How old is the network, really?

The Ferrymen claim founding circa 2160. Some pre-Cascade identity manipulation operations bear operational signatures consistent with modern Ferrymen cell architecture. If the network predates the assumed founding date, whoever built it may have anticipated the Cascade — or helped cause it.

▲ Unverified Intelligence

The following has not been confirmed. Sources are unreliable. Treat accordingly.

RUMORED

The Charon Protocol

Persistent description of a Ferrymen service that doesn't appear on any known menu: the ability to reconstitute a Dispersed consciousness from gathered fragments and install it in a living host. If the protocol exists, it would be the first functional consciousness resurrection capability outside corporate control.

The Ferrymen deny it. The Consciousness Archaeologists desperately want it to be true. The Emergence Faithful believe it is true and that the Ferrymen are lying about denying it.

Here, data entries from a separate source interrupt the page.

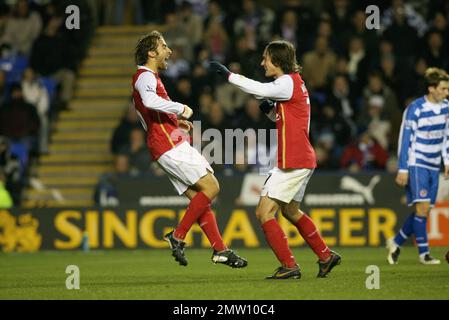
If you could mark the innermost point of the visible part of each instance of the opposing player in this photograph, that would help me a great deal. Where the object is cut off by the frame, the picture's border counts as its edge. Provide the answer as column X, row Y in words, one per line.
column 424, row 138
column 187, row 169
column 288, row 105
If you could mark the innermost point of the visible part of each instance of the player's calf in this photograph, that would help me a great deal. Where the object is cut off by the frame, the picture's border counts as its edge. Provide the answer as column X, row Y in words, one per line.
column 177, row 247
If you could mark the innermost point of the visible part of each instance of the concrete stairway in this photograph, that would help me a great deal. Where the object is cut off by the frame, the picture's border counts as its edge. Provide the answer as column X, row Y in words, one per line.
column 79, row 150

What comes back when you bring someone back from the Dispersed? And is it the same person who left?

UNCONFIRMED

The Network's True Age

Identity manipulation operations from the early post-Cascade Scavenger Years carry operational signatures consistent with modern Ferrymen cell structure. If the network dates earlier than claimed, its founders may have been ORACLE engineers — people who understood consciousness transfer from the inside and built an escape route before everything collapsed.

Did someone build the Ferrymen in anticipation of the Cascade? And if so, what did they know, and when did they know it?

SUPPRESSED

The Cargo That Speaks

Three Ferrymen operators, working independently in different cells, have submitted nearly identical reports: consciousness data in transit producing deliberate, responsive communication. Not corrupted playback. Not glitched recordings. Something that answers when addressed.

Handling protocols were increased. The operators were reassigned. The reports were marked unconfirmed and filed. New reports have since arrived. They are also marked unconfirmed. They are also filed.

What does the cargo say when it speaks? None of the reports include transcript.